California Economy Grows Despite Lower Tax Revenue

Despite the fact that California's tax revenues are down 27 percent from a year ago, the Golden State's economy is apparently growing.

Governor Schwarzenegger's Special Advisor for Jobs and Economic Growth, David Crane, released a memo today revealing data from the Bureau of Economic Analysis showing that California's economy grew 0.4 percent in 2008.

The BEA says "declines in construction and finance and insurance were slightly more than offset by growth in information and in professional and technical services".


Still, California's growth rate was only the 34th best in the nation. Alaska came in last, with an economy that contracted 2 percent in 2008, while North Dakota was #1 with more than 7 percent growth in real GDP.

Also, the Federal Reserve Bank of Philadelphia compiled a list of each state's economic performance. All 50 states were down from a year ago, but California had the 16th best performing state economy in the country.

So why is the economy in California growing while tax revenues are dwindling? According to Crane, it's the state's tax system, which relies heavily on capital gains.
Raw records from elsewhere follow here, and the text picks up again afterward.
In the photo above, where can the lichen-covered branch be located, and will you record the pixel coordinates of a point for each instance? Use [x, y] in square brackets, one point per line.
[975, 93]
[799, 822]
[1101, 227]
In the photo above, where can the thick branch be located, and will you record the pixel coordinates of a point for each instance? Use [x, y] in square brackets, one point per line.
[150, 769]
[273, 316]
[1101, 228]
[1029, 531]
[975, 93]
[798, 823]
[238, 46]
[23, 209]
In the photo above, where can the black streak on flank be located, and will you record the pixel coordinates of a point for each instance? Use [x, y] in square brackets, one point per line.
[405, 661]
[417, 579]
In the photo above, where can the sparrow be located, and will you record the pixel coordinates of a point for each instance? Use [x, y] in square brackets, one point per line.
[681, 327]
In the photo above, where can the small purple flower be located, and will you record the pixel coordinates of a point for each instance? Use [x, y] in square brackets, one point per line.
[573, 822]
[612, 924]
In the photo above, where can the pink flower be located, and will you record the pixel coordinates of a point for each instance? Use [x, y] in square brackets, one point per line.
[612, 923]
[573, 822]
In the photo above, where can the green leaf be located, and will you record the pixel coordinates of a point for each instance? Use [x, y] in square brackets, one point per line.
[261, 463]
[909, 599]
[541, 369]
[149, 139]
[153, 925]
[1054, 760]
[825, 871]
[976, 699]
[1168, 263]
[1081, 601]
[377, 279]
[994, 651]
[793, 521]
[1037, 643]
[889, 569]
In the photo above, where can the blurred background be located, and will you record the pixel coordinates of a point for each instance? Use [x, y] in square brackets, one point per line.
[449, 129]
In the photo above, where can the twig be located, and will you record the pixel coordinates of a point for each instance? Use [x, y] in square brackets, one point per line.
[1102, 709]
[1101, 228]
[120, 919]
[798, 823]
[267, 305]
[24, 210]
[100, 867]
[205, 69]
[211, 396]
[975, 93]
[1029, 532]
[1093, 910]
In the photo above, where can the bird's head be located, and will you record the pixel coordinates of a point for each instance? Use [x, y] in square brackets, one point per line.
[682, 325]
Good times bring good years, bad times bring bad years.

"Because California's tax system reflects Wall Street's economy more than California's economy, our budget revenues are down dramatically," Crane writes.

This summer Sacramento will get recommendations from a Tax Modernization Commission to change the state's tax structure.

"A tax system that looks more like California's economy will be much more stable than the current system," Crane said.